Last weekend I participated in a cozy mystery panel with Sue Ann Jaffarian, Jane DiLucchio and Diane Vallere at the La Mirada Library in La Mirada, CA. We’re all members of the Los Angeles chapter of Sisters in Crime and have all known each other for quite a while. It was quite a fun panel to be on.
Several of the attendees didn’t know what cozy mysteries were so we talked about some elements they usually include. When asked why they read cozies, one audience member said it was for the escapism, another because justice always prevails in the end, something that doesn’t always happen in the real world.
The phrase “the lighter side of mystery” was bandied about. People who read extensively in the mystery genre know what this means, but I admit that it is kind of an odd phrase to use. After all, someone was murdered or some other crime occurred that affected characters lives permanently.
As writers, we have to remember there are people in the real world who are murdered. This was driven home to me recently when someone in a cozy group I’m a member of told us a friend had been murdered and they couldn’t face reading mysteries, even cozy ones right now. I suspect I’d have the same reaction if someone close to me was murdered. I hope they’ll eventually be able to enjoy reading cozies again, but I’d understand if they couldn’t.
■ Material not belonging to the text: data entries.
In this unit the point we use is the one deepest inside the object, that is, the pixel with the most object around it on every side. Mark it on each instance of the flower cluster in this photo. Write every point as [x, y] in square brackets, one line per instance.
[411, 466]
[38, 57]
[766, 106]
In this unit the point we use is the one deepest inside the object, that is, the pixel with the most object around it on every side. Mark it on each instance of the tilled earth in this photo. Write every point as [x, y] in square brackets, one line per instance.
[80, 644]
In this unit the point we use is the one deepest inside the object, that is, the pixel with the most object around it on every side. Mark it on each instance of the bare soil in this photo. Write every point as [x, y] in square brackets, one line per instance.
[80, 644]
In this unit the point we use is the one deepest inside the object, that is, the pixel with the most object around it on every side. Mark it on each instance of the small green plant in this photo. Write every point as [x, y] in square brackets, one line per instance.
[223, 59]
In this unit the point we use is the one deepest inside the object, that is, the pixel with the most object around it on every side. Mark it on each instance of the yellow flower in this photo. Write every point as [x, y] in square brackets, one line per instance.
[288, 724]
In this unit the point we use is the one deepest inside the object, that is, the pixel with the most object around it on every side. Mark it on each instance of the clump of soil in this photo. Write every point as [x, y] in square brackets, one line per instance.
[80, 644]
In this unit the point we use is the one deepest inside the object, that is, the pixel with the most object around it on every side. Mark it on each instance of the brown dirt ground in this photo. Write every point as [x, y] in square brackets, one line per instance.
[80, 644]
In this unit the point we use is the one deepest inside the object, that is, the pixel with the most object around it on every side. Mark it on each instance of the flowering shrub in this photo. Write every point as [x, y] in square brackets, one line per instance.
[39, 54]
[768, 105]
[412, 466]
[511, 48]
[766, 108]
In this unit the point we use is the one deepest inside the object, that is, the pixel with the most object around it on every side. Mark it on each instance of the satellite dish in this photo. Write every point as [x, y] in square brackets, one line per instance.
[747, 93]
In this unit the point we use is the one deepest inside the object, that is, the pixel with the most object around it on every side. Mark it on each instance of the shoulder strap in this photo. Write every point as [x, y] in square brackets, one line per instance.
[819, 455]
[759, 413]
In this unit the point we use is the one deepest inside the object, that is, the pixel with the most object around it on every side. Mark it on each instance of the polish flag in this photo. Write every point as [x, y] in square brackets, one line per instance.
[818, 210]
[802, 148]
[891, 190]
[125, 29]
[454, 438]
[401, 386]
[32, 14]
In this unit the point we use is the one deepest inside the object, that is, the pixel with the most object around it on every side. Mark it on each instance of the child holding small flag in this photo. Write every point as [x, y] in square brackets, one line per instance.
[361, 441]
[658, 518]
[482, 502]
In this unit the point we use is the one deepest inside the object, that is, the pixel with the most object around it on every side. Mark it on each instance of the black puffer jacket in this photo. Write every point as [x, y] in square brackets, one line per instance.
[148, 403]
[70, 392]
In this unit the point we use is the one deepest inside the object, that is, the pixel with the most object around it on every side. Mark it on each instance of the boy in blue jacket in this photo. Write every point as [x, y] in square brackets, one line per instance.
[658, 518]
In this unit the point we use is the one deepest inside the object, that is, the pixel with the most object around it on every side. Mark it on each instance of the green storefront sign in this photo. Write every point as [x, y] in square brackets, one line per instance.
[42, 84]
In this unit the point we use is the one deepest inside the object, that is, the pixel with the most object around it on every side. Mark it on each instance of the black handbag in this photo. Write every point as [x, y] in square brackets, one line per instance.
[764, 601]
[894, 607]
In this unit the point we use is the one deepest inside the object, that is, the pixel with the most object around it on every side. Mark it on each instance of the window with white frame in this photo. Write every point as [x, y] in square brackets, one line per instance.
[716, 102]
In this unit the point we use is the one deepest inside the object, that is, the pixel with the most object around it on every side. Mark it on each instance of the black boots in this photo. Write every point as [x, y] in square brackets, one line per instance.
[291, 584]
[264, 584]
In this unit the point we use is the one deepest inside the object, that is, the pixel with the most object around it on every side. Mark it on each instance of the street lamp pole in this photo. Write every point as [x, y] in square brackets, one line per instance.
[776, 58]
While we, as writers, have fun devising plot points and ways to “creatively” murder someone on the page, we have to remember in our creative zeal that people actually are murdered in the real world. We need to treat the crime respectfully. I can’t really think of a book I’ve read that doesn’t, but I still think it’s important to remind ourselves of this every time we sit down to write.
Well said and I couldn't agree more, Sybil. I think we writers have a moral responsibility to treat our (fictional)crime and our readers with respect and try at all times to write with integrity.